Family members and friends who express such sentiments mean well.  But they are also expressing their own discomfort with hearing about the pain, the terror, the questioning and the grief.  If you have never experienced violence that threatens your life you may not realize how it changes you - completely and forever.  Not all of these changes are for the worse.  Sometimes we come out on the other side stronger and wiser.  When family and friends urge a survivor to "move on" or to "heal" the survivor may feel silenced or ignored.  Some veterans of the current "war" in Iraq have experienced this.  They come home from Iraq or Afghanistan and everyone is so happy to have them back.  But no one wants to hear about what happened to them.  And no one is prepared for the overwhelming emotional toll these experiences can take. 

But it is important to allow trauma survivors to feel their feelings, remember what happened to them and allow them the time to make sense of it.  Only then can they move on. 
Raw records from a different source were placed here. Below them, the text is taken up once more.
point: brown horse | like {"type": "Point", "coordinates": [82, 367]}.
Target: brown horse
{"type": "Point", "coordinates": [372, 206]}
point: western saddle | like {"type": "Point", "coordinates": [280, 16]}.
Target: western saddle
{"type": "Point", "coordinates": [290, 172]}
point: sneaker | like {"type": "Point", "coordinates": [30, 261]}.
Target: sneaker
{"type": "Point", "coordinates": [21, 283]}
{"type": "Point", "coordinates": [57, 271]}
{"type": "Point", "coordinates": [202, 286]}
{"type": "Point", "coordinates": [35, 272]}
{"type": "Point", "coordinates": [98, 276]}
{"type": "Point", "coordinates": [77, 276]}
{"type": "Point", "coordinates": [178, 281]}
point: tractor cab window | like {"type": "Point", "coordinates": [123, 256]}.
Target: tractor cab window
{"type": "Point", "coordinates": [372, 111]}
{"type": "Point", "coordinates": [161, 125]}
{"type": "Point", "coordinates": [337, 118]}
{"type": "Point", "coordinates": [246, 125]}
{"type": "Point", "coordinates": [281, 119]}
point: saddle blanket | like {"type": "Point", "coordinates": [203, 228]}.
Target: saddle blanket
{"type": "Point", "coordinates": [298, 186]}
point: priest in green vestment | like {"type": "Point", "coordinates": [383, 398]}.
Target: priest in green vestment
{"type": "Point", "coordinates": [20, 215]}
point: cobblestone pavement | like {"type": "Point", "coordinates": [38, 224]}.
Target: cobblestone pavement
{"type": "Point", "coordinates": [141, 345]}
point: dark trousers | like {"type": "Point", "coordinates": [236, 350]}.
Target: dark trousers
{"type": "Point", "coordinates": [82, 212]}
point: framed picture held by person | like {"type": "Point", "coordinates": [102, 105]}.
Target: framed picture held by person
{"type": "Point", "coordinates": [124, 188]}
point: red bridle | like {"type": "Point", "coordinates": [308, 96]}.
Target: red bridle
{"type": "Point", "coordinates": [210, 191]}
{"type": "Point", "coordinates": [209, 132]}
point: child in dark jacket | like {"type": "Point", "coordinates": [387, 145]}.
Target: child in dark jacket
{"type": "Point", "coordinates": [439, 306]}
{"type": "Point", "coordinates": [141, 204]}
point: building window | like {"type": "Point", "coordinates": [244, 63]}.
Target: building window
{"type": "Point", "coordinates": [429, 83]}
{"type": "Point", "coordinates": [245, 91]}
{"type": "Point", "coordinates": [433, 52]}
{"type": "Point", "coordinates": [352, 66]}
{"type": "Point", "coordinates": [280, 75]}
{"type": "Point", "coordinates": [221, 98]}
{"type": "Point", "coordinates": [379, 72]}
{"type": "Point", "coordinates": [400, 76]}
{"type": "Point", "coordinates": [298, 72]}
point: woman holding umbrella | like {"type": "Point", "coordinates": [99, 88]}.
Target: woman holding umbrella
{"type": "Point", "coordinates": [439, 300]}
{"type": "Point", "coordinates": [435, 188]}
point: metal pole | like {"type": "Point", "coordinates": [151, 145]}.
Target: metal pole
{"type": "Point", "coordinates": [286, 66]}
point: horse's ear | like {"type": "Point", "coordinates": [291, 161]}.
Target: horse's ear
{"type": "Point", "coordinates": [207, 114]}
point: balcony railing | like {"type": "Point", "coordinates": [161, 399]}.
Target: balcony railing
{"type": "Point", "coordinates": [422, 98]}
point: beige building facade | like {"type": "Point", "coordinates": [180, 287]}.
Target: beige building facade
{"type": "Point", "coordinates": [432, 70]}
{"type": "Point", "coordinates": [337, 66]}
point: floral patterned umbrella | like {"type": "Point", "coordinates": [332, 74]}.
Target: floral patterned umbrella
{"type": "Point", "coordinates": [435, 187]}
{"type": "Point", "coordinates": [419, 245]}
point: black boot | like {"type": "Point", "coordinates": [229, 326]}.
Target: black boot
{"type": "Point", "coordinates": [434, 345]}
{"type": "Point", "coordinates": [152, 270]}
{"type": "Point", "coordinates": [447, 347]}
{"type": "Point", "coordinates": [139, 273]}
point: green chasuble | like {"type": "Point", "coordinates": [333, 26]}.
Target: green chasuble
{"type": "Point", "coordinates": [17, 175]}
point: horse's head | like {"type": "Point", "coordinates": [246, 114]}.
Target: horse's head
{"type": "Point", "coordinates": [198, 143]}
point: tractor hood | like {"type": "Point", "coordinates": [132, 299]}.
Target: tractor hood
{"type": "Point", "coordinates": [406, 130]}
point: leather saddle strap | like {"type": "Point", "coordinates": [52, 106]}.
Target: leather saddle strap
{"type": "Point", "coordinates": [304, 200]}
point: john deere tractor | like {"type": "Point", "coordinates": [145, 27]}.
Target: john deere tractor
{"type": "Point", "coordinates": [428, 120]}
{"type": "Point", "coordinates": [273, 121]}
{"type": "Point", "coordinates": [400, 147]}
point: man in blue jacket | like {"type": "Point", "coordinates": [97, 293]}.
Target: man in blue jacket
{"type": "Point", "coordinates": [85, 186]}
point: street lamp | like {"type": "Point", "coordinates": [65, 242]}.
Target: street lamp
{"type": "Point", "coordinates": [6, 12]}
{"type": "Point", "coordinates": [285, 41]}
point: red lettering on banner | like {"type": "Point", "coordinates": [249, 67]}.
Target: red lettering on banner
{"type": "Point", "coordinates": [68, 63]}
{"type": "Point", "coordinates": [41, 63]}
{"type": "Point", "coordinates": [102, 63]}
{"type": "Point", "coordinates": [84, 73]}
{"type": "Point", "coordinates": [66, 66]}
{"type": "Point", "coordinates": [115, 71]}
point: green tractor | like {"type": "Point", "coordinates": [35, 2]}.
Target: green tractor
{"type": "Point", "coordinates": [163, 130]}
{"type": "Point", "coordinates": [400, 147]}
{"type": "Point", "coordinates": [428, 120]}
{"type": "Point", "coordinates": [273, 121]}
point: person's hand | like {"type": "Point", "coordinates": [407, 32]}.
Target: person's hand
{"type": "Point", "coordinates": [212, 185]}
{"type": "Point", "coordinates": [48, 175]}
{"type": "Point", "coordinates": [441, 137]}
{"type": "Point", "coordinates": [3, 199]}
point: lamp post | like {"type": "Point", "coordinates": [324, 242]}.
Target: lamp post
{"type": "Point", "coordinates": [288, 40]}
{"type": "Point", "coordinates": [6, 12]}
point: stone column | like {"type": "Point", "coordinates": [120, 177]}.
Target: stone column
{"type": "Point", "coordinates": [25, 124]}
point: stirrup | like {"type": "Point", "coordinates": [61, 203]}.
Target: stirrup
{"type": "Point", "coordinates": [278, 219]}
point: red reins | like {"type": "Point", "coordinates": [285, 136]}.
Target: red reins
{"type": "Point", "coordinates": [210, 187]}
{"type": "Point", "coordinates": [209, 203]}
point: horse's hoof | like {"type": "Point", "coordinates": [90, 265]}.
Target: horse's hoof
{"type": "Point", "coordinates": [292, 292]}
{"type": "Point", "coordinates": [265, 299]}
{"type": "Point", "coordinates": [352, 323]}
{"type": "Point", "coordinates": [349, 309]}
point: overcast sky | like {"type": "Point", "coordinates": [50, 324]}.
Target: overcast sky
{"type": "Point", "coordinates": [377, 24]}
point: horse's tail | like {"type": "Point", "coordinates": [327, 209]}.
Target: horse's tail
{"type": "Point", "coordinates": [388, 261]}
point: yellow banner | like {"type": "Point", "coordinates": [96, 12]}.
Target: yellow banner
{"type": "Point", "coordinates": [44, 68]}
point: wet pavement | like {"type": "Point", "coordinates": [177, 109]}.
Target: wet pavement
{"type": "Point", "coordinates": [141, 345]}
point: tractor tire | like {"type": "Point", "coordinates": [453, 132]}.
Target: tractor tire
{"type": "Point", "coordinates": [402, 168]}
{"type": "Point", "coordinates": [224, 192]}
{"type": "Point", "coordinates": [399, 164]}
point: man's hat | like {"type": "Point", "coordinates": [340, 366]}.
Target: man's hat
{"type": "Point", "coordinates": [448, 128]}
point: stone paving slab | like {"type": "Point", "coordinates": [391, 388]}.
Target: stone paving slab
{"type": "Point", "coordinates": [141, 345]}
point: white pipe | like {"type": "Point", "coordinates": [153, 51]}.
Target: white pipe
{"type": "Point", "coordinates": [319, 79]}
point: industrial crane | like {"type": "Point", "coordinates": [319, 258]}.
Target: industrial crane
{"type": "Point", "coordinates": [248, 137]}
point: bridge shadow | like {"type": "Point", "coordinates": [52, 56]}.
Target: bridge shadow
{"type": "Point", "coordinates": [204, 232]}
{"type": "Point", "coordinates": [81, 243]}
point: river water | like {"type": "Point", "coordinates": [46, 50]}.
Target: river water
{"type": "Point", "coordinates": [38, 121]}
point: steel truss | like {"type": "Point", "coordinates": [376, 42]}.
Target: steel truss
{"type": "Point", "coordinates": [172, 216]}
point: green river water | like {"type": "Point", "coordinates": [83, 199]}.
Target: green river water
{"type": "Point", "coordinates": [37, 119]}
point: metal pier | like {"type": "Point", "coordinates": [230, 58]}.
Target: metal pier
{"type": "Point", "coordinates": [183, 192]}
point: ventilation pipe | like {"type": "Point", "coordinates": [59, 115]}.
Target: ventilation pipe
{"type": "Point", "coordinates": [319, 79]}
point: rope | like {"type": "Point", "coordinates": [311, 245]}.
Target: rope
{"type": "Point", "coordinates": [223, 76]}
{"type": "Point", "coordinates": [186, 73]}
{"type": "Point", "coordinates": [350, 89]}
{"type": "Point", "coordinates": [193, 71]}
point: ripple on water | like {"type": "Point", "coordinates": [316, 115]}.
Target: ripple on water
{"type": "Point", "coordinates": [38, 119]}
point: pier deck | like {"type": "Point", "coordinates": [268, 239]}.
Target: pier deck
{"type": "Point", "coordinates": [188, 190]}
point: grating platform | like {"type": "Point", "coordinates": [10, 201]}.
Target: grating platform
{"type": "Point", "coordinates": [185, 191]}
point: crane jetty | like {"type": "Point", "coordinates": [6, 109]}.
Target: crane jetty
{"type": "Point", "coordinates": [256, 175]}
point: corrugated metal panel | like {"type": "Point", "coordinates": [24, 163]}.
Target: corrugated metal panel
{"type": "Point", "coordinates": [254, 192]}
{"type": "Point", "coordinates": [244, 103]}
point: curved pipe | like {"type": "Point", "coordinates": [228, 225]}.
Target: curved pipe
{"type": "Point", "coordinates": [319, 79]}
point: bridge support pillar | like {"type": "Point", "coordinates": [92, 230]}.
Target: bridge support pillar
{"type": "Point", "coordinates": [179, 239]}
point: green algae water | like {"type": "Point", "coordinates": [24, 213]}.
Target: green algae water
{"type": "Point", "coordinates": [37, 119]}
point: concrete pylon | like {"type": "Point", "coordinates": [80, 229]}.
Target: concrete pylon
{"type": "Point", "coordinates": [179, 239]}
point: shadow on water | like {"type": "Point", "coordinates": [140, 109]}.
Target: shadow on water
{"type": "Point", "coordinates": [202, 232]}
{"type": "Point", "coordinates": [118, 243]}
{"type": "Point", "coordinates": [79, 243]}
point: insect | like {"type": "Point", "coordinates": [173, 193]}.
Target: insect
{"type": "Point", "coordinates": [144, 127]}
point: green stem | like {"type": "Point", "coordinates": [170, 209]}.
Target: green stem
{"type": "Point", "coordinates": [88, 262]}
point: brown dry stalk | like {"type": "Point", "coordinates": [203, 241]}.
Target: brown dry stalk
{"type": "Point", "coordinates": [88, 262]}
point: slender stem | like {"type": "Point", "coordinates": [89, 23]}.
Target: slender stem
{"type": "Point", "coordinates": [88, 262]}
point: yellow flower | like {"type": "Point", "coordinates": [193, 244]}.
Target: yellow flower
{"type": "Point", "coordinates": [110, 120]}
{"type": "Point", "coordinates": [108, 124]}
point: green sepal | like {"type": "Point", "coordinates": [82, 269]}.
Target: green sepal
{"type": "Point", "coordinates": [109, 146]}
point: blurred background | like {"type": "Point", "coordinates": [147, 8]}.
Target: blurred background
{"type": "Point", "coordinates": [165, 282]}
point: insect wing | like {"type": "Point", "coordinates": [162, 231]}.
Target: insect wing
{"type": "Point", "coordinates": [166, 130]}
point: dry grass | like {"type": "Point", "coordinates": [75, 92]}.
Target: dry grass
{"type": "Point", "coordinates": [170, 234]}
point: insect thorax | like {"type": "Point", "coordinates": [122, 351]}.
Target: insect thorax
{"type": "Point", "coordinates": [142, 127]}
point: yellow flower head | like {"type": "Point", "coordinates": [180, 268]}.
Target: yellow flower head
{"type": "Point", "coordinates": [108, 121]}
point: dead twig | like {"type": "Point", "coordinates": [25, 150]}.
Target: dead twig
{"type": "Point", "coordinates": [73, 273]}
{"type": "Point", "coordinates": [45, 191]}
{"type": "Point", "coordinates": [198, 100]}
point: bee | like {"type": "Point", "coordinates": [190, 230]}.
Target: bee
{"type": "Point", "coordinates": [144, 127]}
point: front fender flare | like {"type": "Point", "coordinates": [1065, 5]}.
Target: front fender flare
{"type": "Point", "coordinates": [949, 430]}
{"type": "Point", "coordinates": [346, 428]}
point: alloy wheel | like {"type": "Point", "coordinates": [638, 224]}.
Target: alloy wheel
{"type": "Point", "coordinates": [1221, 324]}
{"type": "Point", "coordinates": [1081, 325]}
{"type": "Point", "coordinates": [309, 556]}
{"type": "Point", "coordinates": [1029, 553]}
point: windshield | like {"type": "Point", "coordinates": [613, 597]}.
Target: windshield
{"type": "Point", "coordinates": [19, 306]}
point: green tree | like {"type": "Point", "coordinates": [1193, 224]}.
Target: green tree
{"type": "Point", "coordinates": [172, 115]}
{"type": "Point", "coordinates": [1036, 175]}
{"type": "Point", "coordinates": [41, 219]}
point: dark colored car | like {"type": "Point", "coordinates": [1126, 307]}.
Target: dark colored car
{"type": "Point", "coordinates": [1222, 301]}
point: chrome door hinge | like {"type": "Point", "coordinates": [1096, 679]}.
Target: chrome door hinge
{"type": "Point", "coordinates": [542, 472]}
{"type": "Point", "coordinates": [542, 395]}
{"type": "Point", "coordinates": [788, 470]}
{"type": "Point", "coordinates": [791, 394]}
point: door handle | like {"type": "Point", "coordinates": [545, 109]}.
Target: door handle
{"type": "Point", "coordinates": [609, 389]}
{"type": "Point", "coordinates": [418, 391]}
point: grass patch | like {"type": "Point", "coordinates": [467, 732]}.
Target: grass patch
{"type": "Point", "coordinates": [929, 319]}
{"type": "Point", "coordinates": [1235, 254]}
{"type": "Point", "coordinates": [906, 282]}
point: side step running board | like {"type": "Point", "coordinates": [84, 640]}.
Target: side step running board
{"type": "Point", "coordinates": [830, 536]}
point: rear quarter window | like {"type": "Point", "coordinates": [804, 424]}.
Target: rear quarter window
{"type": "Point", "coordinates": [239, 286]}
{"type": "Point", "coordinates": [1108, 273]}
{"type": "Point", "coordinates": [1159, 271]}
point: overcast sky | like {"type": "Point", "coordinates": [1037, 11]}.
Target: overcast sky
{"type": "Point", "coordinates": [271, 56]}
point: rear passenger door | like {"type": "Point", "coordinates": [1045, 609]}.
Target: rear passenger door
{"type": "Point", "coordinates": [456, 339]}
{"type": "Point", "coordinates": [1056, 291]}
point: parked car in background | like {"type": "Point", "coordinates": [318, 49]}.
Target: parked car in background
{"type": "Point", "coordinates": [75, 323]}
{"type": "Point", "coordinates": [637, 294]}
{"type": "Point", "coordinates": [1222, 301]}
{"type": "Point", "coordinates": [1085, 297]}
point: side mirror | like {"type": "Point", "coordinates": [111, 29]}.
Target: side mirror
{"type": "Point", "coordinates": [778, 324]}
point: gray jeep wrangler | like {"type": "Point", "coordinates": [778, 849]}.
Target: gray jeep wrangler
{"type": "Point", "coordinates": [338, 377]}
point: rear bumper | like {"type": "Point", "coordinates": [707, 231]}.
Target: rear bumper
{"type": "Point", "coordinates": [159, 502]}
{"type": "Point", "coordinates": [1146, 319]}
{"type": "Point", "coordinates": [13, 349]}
And healing does not mean forgetting.  If your body suffers an injury, it may heal, but it leaves a scar.  The body remembers the injury it incurred.  So does the mind.  Healing means remembering, but being able to make sense of what you remember. 

As for forgiveness, the Bible does say to forgive and forgiveness can be freeing.  But forgiving is not forgetting.  To acknowledge that someone may have hurt you for reasons which are not entirely their fault may free you (that is for each survivor to decide for themselves).  But to pretend that it can be forgotten is unrealistic.  Our mind fights to remember things which cause us harm - so they can be avoided in the future.  This is a very, very basic and important survival mechanism that will not be denied.  This is why survivors who fight to suppress memories of their trauma during the day often find themselves reliving it in nightmares during the night.  Our mind fights to bring it to our attention, no matter how hard we fight to ignore it. 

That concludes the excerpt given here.